At this point, we don’t yet know who the president will be for the next four years and what party will control the House and Senate for at least the next two years. We do know that we currently have some of the lowest federal income tax brackets we have seen for some time, and perhaps will see for the foreseeable future. Traditional tax planning has always focused on deferring income as long as possible. This may be the year to end such deferrals and take advantage of the low 2020 tax rates to recognize income. This can take many forms. Maybe the best example is a Roth conversion. Realizing capital gains is another consideration. For those over age 70½ or age 72, and with no required minimum distributions (RMDs) in 2020, income may be lower than normal this year. Don’t miss the chance to pay tax on income at lower rates. For those who suffered a decline in wages or earnings, the same may hold true.; recognizing more taxable income now may better allow you to take advantage of today’s low tax brackets. Those who received unemployment benefits, which were enhanced under the March 2020 CARES Act, may not have had any income tax withheld, but the benefits are 100% taxable regardless. Check to see if making an estimated tax payment will help to reduce or eliminate tax penalties.

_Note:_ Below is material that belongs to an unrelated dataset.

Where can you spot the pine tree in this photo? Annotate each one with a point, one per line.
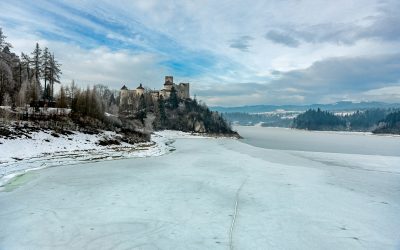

Creating more taxable income in 2020 is not a one-size-fits-all recommendation. There are so many ripple effects to consider when increasing income. However, it would still be disappointing for your tax preparer to tell you in April 2021 that it’s a shame you didn’t have more income to make the most of low tax brackets in a year with numerous one-off planning opportunities. Start talking to your financial advisor and tax preparer today to model your 2020 tax return and compare it to what you expect your tax rates to be in the future.
The giving side of things
A substantial amount of charitable giving occurs in the fourth quarter of every year. The CARES Act changed rules for charitable deductions for 2020. Cash contributions were previously limited to 60% of Adjusted Gross Income (AGI), but this year that cap was raised to 100%. Even so, someone with strong charitable intent and financial means may still not want to give 100% of their AGI because some of their charitable gift would only provide a tax benefit at the lowest tax rates and the standard deduction would be wasted. It’s probably better to work with your financial advisor to develop a long-term charitable giving strategy that will satisfy your charitable goals while maximizing the income tax benefit. Should those over age 70½ and allowed to make Qualified Charitable Distributions (QCDs) from IRAs continue to do so in 2020? Any QCDs made in 2020 will not reduce taxable RMDs, because there are none this year. If some or all of what would typically be given to charity in 2020 using a QCD is postponed and given in 2021, then 2021 taxable RMDs will be lowered and 2021 AGI and taxable income will be lower as a result. This may help reduce future Medicare Part B & D premiums, as well as allow those 2021 QCDs to offset higher taxed income.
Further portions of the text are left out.